Relative vs Absolute Dating: Key Differences
|Points of Comparison
|Relative dating does not offer specific dates, it simply allows to determine if one artifact, fossil, or stratigraphic layer is older than another.
|Absolute dating is a technique used to determine the exact age of the artefact or a site using methods such as carbon dating.
|In relative dating techniques like stratigraphy, cross dating and biostratigraphy are used to know which of the object is older.
|In absolute dating, techniques like radiometric dating, carbon dating, amino acid dating and trapped electron are used.
|Relative dating can only be used for igneous and metamorphic rocks if their upper and lower bounding units have fossils, and their age is known in geologic time scale.
|Absolute age determination can date igneous and metamorphic rocks.
|Relative age is a qualitative measurement.
|Absolute age is a quantitative measurement.
|Relative dating has a low precision.
|Absolute dating has a high precision.
|Relative dating arranges the fossils in an order.
|Absolute dating determines the numerical age.
|Relative dating is cost effective and takes less time.
|Absolute dating is expensive and takes time.
- Relative dating does not offer specific dates, it simply allows to determine if one artifact, fossil, or stratigraphic layer is older than another. Absolute dating methods provide more specific origin dates and time ranges, such as an age range in years.
- In both absolute and relative age determination, the vertical order of rock units is essential and follows laws of superposition. This rule states that the bottom rock units are older than the top rock units. Radioactive elements found in the top rock units are younger than the elements in the bottom units. Therefore, fossils in the upper units are younger than the ones at the bottom.
- Both absolute and relative age determination methods help understand the order of formations contributing the law of superposition.

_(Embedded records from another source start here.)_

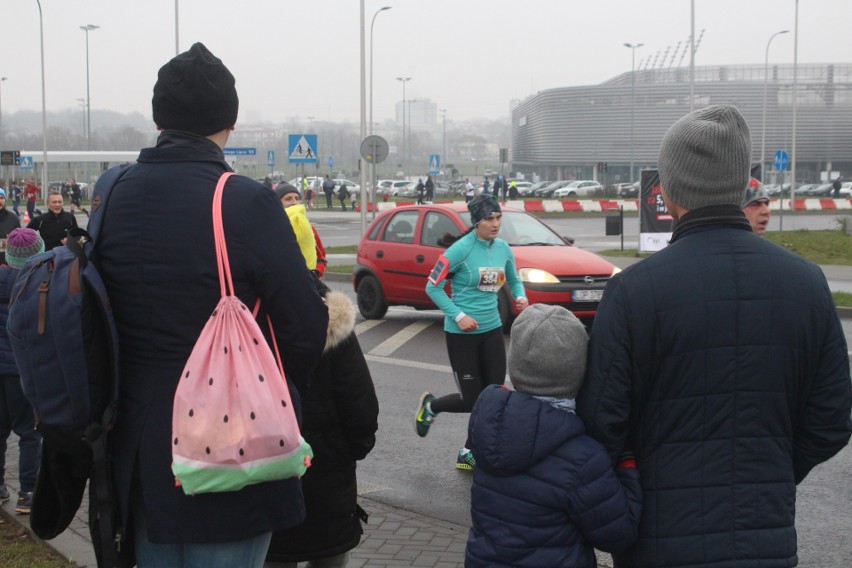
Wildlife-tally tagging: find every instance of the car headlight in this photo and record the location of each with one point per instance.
(537, 276)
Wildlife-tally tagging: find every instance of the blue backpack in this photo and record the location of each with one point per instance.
(65, 342)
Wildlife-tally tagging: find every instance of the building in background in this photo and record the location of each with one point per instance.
(570, 132)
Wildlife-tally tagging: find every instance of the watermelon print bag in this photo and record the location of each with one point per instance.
(233, 422)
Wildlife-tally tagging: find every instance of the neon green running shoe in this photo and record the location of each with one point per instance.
(466, 461)
(424, 418)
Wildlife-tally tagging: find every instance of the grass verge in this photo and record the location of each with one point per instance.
(820, 247)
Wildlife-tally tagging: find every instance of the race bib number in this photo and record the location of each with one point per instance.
(491, 279)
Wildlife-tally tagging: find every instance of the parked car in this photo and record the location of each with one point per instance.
(578, 188)
(821, 190)
(532, 189)
(628, 189)
(400, 248)
(548, 190)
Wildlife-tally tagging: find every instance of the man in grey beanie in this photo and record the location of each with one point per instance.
(720, 363)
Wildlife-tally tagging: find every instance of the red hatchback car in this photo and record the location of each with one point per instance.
(401, 246)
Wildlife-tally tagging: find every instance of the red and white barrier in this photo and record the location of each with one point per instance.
(631, 205)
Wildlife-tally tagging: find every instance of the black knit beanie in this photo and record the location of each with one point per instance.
(195, 93)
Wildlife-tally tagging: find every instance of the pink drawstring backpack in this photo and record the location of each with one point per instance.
(233, 422)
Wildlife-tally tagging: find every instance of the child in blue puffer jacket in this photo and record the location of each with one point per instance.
(544, 493)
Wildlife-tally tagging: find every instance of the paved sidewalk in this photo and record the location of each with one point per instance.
(393, 537)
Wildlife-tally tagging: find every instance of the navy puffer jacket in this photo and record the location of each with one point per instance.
(543, 492)
(720, 361)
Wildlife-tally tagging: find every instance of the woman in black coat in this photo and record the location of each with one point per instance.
(339, 421)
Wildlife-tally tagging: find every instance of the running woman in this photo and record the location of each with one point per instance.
(477, 265)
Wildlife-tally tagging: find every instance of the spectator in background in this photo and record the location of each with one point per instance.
(756, 207)
(54, 225)
(291, 200)
(32, 193)
(340, 419)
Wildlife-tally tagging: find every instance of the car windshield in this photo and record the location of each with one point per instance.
(522, 229)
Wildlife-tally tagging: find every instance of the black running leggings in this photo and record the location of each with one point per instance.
(478, 360)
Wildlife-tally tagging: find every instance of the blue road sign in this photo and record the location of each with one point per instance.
(781, 160)
(240, 151)
(302, 148)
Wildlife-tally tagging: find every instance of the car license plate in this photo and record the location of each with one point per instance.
(588, 295)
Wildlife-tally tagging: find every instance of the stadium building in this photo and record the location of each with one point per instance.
(584, 132)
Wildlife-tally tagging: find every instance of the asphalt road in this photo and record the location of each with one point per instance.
(406, 353)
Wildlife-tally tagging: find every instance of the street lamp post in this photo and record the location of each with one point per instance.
(404, 80)
(1, 109)
(373, 164)
(444, 146)
(763, 129)
(632, 47)
(87, 28)
(43, 106)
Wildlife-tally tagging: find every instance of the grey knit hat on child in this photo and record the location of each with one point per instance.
(705, 158)
(547, 353)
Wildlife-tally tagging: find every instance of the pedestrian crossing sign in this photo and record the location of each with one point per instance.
(302, 148)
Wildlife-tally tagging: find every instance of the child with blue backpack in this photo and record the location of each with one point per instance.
(16, 414)
(544, 493)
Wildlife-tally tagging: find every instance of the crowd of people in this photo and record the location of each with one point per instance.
(674, 433)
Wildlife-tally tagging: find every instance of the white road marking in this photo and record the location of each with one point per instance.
(367, 325)
(407, 363)
(397, 340)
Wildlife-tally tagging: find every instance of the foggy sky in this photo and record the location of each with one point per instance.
(302, 58)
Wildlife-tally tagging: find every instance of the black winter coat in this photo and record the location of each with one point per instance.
(720, 361)
(340, 422)
(157, 257)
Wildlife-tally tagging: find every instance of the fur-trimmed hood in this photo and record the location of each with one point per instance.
(341, 318)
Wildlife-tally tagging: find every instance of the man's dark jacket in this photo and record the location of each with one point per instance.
(8, 223)
(340, 422)
(720, 361)
(53, 228)
(157, 257)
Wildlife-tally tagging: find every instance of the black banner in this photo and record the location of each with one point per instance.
(655, 222)
(10, 157)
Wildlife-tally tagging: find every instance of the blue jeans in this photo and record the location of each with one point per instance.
(248, 553)
(16, 415)
(339, 561)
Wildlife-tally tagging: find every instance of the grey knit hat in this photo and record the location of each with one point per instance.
(547, 353)
(705, 158)
(21, 244)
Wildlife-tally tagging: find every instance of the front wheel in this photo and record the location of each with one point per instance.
(371, 299)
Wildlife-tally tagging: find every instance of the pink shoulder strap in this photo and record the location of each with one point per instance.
(225, 266)
(219, 238)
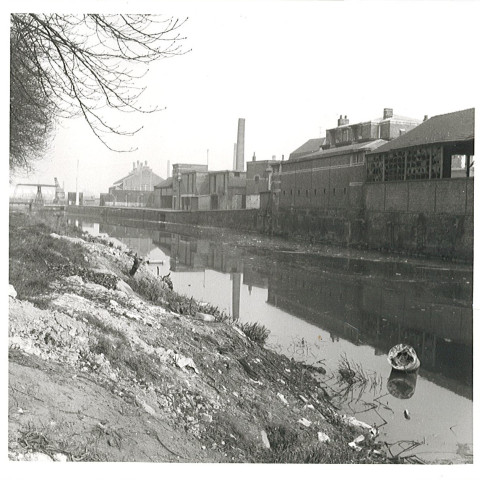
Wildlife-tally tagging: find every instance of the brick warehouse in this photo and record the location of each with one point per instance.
(327, 174)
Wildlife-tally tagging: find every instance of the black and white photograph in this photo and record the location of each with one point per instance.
(240, 238)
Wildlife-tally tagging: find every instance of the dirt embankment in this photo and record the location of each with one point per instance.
(100, 373)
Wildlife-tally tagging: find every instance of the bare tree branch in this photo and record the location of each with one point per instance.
(70, 66)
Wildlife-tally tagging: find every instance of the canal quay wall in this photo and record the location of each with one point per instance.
(432, 219)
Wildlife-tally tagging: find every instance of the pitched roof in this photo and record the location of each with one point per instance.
(353, 147)
(310, 146)
(165, 183)
(449, 127)
(122, 179)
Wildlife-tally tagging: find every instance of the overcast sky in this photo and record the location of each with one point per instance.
(290, 69)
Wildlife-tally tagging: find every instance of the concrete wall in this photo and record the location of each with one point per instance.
(253, 201)
(431, 217)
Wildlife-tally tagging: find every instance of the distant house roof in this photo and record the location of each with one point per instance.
(450, 127)
(166, 183)
(310, 146)
(121, 180)
(353, 147)
(395, 117)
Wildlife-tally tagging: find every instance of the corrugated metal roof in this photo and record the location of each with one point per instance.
(449, 127)
(310, 146)
(353, 147)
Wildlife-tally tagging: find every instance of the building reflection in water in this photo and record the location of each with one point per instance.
(374, 303)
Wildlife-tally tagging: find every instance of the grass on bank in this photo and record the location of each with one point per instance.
(34, 255)
(36, 260)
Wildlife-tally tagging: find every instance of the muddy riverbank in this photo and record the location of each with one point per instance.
(108, 367)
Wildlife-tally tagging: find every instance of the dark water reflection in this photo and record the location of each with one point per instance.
(325, 308)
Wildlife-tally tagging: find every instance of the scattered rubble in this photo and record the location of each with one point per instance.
(120, 367)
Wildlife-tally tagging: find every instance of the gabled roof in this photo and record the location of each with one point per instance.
(449, 127)
(397, 118)
(121, 180)
(353, 147)
(165, 183)
(310, 146)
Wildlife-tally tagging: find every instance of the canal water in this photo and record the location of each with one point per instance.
(330, 310)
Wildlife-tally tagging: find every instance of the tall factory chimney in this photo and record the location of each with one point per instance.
(240, 155)
(234, 156)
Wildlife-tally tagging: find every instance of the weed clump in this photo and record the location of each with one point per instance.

- Absolute age is found by using radioactive minerals in the rock. In the same rock, if there are certain fossils present, then the age of the fossils is assumed to be the same with the determined absolute age coming from radioactive minerals. However, in relative age determination, the only method available involves using these fossils to assume the age as well as the stratigraphy and law of superposition.
- Relative time (chronostratic time) is the subdivisions of Earth geology represented by rocks, fossil records, and order of geological events. These subdivisions in Earth geology and time are globally recognized and accepted by introducing integrated geologic time scale. The events in Earth history are ordered from bottom (older events) to top (younger events) in the geologic time scale which has relative geologic time names. These names are grouped by units in descending order: eons, eras, periods, epochs, and ages.